At SDA Bocconi Asia Center, have you had stories of students who have had a lot of fun at your class and you had to devise newer techniques for the same?  Teaching my subject especially in India is not trivial. Techies at one side think they know the subject and at the other side they expect to use technologies. Freshers cannot refer to company experience and therefore they cannot link the course with their previous knowledge. What I do is to propose lot of case studies, incidents, guest speakers so that the students start from a situation or a problem and can then introduce technologies as a driver for change. I can measure the impact of my courses when after graduation alumni come back to me and say “you know, while I was experiencing this situation, your words came to my mind…”  
With Data becoming the ‘deciding factor’ for many businesses. How important do you think understanding and knowledge of new age technologies are? Which are some of them that students must absolutely know or develop an understanding about?  Data will be the deciding factor in few years from now. Current technologies from AI to IoT produce huge amounts of data which still sleep in our I.S.  Data analytics will be for sure the engine to get value out of this gold mines.
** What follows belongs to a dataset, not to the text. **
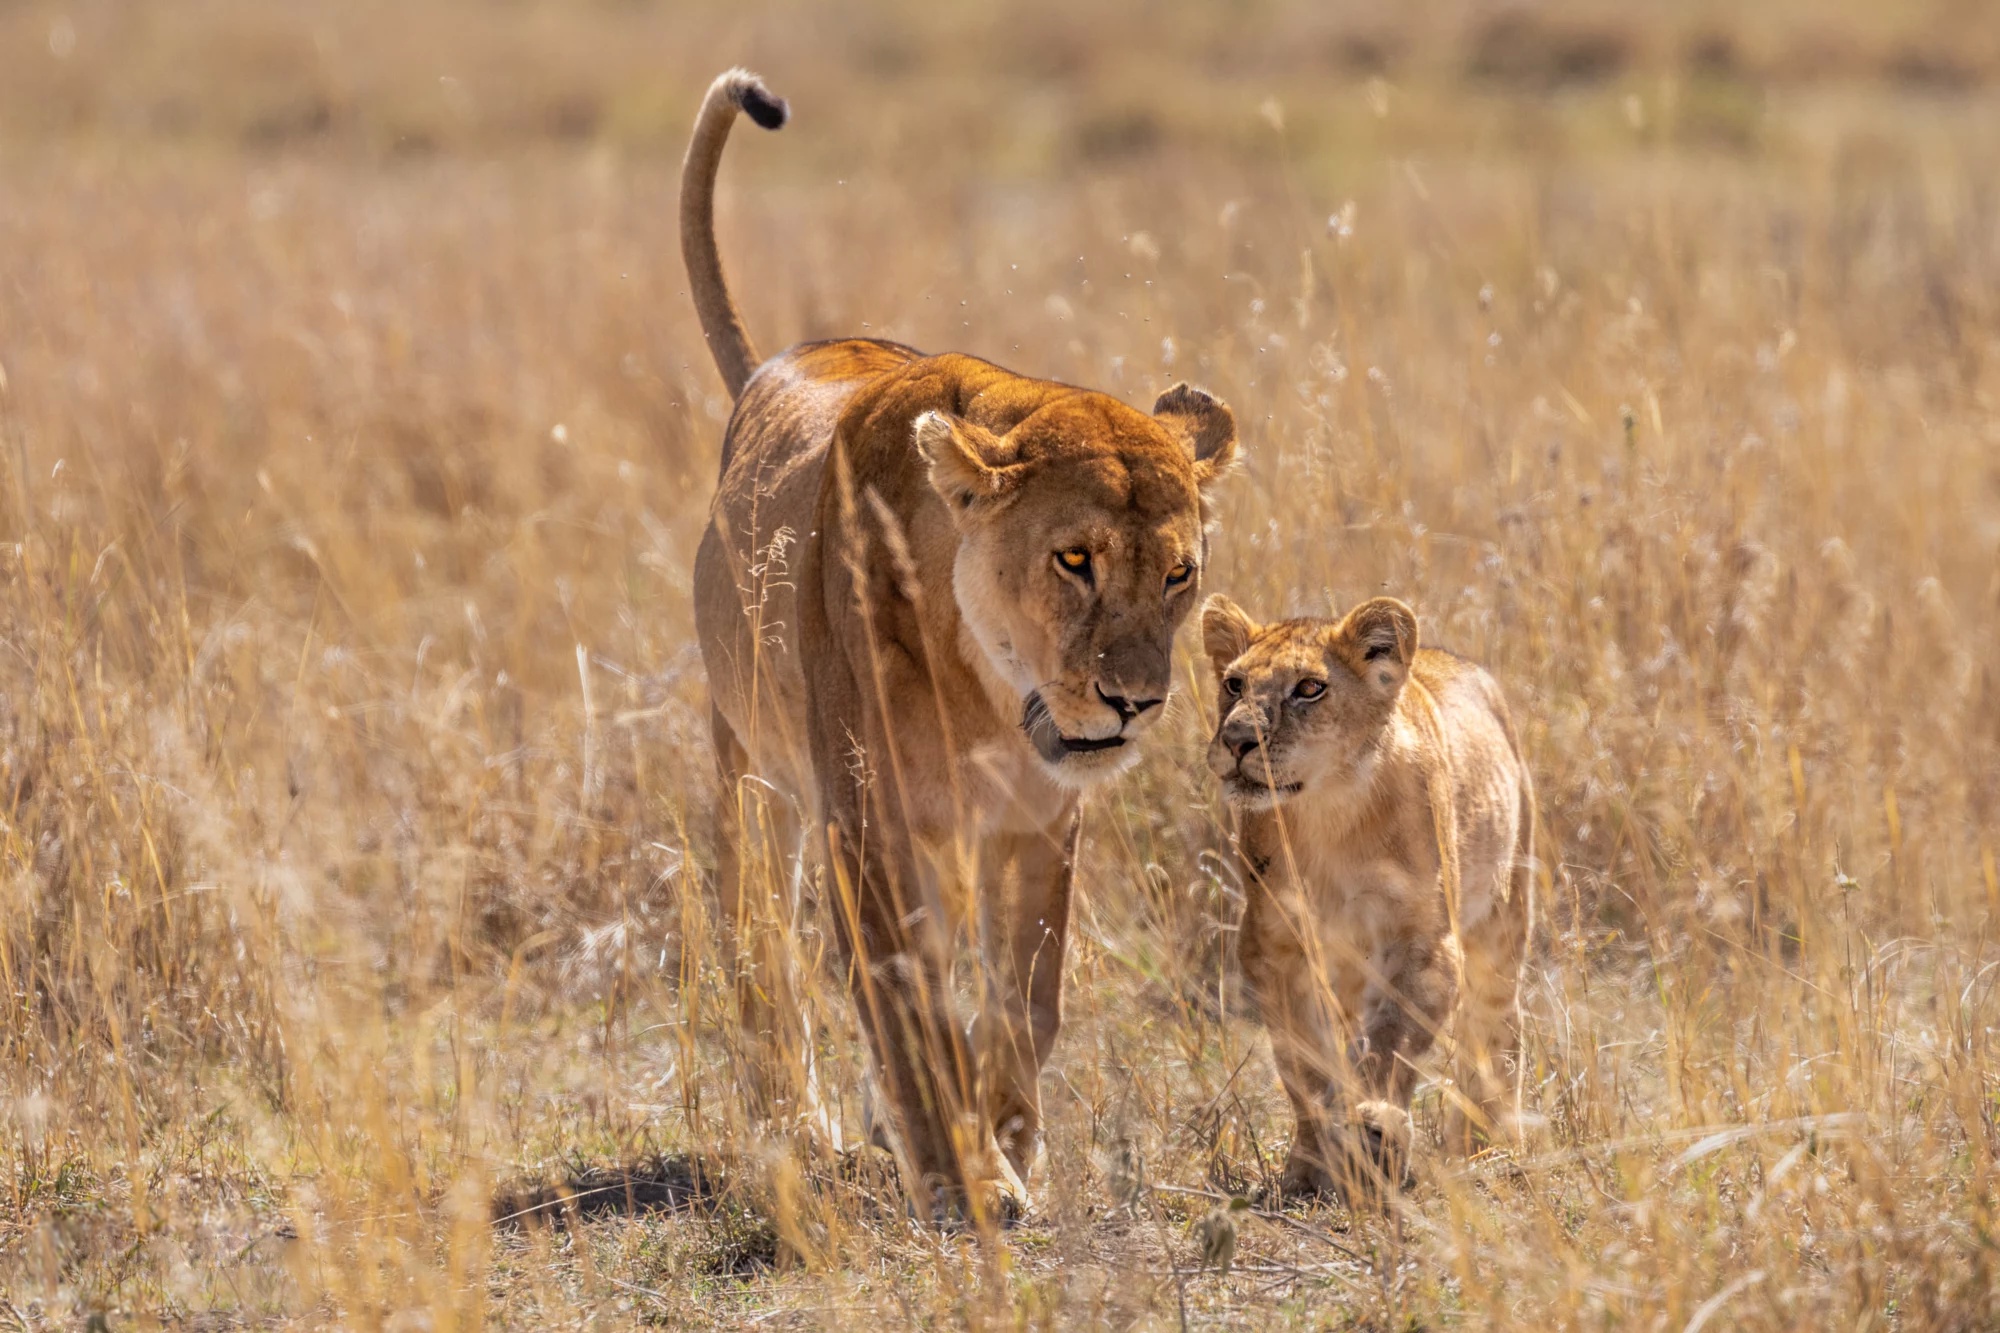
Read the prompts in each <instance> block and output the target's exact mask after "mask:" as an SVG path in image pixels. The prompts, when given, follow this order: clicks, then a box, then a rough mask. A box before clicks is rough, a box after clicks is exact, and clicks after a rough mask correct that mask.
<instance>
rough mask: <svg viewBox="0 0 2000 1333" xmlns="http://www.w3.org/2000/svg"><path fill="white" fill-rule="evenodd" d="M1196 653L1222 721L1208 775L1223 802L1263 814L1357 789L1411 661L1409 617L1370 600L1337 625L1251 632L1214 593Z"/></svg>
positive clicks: (1314, 626)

But more than technology or quantitative methods the ability to understand data and link the data evidences to the business will make the difference. In this field B-school students have a competitive advantage as their curriculum encompasses data-oriented decisions and data modeling. They are the right miners for companies data resources. 
What is your advice to the students walking in with a perspective that ‘tech’ is difficult?  In life we all experienced some difficulties in one field or the other, but I am sure that  we also realised that refusing the field because of its expected difficulty would transform it into a blocking obstacle. At the managerial level technology must be understood for its potentials not used or developed. Understanding and imagining spaces to use it in the company environment is possible to anyone. Worst case scenario? Select the right techies in your team to explain you the technologies and work together with them to imagine their future implications to your business. This strategy is effective during your B-school life, but also in corporations. The best managers are those who have the best specialists working for them.